O Supremo Tribunal Federal (STF) publicou no Diário da Justiça Eletrônico (DJe) desta sexta-feira (8) o acórdão que fixa regras para o pagamento de verbas indenizatórias e reafirma o teto constitucional aplicável a membros da magistratura e do Ministério Público.
Com a publicação, começam a correr os prazos para eventual interposição de recursos pelas partes nos processos julgados.
STF define diretrizes para verbas indenizatórias
No julgamento, o STF fixou orientações para organizar o regime remuneratório de magistratura e Ministério Público, que deverão ser observadas até a edição de lei federal que regulamente a matéria, nos termos do artigo 37, parágrafo 11, da Constituição Federal.
As diretrizes resultam da decisão final do Plenário, com a íntegra do julgamento dos processos relacionados ao tema, incluindo ementa, relatório, votos e a conclusão firmada pela Corte.
Plenário decide por proibição de parcelas não autorizadas
A controvérsia foi definida no julgamento conjunto de cinco processos, em que os relatores e os demais ministros formalizaram entendimento pela proibição da criação, implantação ou pagamento de parcelas remuneratórias e indenizatórias que não estejam expressamente autorizadas pelo STF.
O acórdão foi proferido pelo Plenário em 25/03/2026 e consolidou a decisão em Recurso Extraordinário (RE) 968646 e RE 1059466, ambos vinculados aos Temas 976 e 966 da repercussão geral, além das Ações Diretas de Inconstitucionalidade (ADIs) 6601, 6604 e 6606 e da Reclamação (RCL) 88319.
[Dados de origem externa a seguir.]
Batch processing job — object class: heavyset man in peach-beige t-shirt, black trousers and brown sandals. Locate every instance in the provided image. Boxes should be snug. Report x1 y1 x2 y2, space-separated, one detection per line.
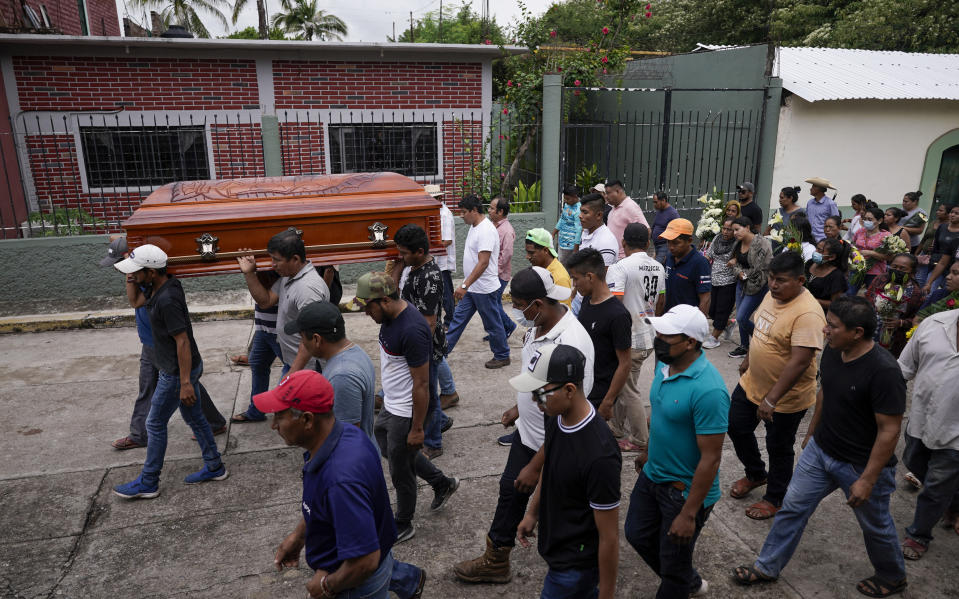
728 252 826 520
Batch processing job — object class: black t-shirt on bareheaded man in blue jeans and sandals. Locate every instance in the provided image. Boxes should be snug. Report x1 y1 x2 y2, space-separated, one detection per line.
815 343 906 468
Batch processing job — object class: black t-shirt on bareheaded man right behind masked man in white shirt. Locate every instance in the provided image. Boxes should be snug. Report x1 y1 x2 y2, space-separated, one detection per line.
578 297 633 406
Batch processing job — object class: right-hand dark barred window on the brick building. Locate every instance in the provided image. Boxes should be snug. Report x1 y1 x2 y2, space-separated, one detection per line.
329 123 439 177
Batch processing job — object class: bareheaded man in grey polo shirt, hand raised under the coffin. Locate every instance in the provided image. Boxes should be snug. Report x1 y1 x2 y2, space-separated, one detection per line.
231 229 330 423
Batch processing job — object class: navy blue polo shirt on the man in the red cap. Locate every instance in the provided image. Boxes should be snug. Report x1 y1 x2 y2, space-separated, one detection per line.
302 421 396 572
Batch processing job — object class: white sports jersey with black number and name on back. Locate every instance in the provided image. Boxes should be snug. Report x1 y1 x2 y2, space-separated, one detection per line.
606 252 666 349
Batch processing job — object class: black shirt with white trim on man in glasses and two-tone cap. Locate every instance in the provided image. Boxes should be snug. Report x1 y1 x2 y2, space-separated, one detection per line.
538 410 623 570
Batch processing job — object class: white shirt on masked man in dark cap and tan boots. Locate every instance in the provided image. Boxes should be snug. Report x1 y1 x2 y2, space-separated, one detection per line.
516 306 595 451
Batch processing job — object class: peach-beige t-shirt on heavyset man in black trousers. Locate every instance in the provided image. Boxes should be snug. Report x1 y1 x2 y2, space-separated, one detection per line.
739 289 826 414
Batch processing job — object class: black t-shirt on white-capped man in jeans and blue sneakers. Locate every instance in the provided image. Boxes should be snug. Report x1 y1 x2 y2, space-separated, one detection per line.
146 276 200 374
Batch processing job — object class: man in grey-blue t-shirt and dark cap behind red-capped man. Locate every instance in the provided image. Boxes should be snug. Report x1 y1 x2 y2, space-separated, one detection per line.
285 301 376 442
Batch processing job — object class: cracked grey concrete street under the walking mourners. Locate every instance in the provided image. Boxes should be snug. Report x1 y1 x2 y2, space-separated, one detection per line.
0 302 959 599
Tese de repercussão geral reafirma teto de R$ 46.366,19
Na mesma sessão, o STF fixou tese de repercussão geral a ser aplicada em todo o país. O entendimento reafirma o teto constitucional de R$ 46.366,19, estabelece critérios para o pagamento de verbas acima do subsídio mensal e determina o corte de benefícios, bem como a realização de auditoria em verbas pagas antes de fevereiro de 2026, além da adoção de medidas de transparência.
Com a publicação do acórdão no DJe, o procedimento passa a observar o calendário processual previsto para recursos nos casos julgados.
Fonte: Supremo Tribunal Federal (STF), 8/5/2026.